Synthesized speech technology has given a voice to many who can’t speak.

But that gift may not offer them a “voice” of their own.

Four University of Wisconsin-Milwaukee researchers will be exploring the issues and challenges faced by those using synthesized speech. The researchers bring different perspectives to the project, which is funded by a $200,000 Center for 21st Century Studies Interdisciplinary Challenge Award.

Video by Mary Baylor


In this video, see and hear how voice synthesizers work.
View full size on YouTube

Shelley Lund is an associate professor of communication sciences and disorders; Patricia Mayes is an associate professor of English with training in linguistics; Heather Warren-Crow is an assistant professor of art theory and practice in the Peck School of the Arts; and Yi Hu is an assistant professor of electrical engineering and computer science.

Augmentative and Alternative Communication (AAC) technologies, developed in the 1970s and early 1980s, allow an individual to type what they want to say into a voice synthesizer, press a button and turn their typed words into spoken words.

When the technology was first developed for use in communication disorders, says Lund, special devices were needed. The technology expanded with the development of voices for ATMs and computerized voicemail that could be adapted for those with communication disorders. Today, synthesized voices can be downloaded to iPads, smart phones and other mobile devices.

When the ATM voice is yours

While the technology has improved from early models that sounded like a robot speaking to more natural-sounding voices, says Lund, the AAC technologies have limits. For example, there are only a few “voices” to choose from.

One model of a voice synthesizer.

It’s not unusual, says Lund, for a group of women with communication disorders to get together and find they’re all using the “Betty” voice, listening to others who sound exactly like them. Or, adds Warren-Crow, “What happens when you hear the ATM, and it’s the same voice you’re using?”

“Past research has been focused on intelligibility of the voices, and, given the quality of the voices we had access to in the past, it was important to make them easier to understand,” says Lund. “Now that the overall quality of the voices has improved, we can turn our attention to other issues.
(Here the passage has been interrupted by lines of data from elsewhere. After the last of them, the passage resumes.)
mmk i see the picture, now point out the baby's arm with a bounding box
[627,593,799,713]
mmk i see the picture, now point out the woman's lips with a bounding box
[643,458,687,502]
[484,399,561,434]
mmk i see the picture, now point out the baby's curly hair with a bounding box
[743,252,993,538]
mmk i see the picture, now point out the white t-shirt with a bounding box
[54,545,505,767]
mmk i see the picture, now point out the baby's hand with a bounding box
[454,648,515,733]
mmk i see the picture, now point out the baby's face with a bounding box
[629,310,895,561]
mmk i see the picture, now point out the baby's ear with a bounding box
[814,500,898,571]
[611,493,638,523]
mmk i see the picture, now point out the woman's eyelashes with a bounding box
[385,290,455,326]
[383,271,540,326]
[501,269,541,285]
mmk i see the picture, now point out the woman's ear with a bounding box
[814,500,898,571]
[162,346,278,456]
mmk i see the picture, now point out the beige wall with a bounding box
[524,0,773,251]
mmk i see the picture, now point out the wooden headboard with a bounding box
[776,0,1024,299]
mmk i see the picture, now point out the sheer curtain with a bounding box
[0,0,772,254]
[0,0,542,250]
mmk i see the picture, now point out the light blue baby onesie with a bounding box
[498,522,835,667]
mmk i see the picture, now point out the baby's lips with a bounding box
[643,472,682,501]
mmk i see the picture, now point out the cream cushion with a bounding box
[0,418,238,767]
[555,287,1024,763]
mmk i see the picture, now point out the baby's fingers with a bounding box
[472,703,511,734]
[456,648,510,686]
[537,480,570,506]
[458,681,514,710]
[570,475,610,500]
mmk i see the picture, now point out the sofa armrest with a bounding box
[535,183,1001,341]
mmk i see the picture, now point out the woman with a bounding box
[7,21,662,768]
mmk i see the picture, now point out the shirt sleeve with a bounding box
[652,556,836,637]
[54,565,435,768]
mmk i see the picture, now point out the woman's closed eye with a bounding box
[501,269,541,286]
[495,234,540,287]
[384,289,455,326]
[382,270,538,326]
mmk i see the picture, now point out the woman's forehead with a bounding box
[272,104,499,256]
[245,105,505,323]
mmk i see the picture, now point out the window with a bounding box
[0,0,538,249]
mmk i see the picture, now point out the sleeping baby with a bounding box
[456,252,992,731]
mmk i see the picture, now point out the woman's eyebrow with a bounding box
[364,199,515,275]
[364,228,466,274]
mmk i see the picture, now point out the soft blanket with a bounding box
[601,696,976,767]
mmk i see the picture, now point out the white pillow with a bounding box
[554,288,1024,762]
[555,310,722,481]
“Emotion is arguably the most challenging aspect of the voice to convey through synthesis,” says Warren-Crow. So while some programs have added laughter, it’s still hard to convey sarcasm and other affective aspects, she adds. Slang, dialects and proper names can also be a challenge for voice synthesizers.

“We want to look at the issues people using AAC technologies face – how the use of specific available voices affects their identity and their dialog with others,” adds Mayes.

Our voices, our selves?

In their project, the researchers will be interviewing people who use various types of synthesizers to get views on how the voice they choose impacts their perception of themselves, and look at what vocal options they might like to see. They will also be recording actual interactions between speakers, and looking at the different ways they adapt to their synthesized voices.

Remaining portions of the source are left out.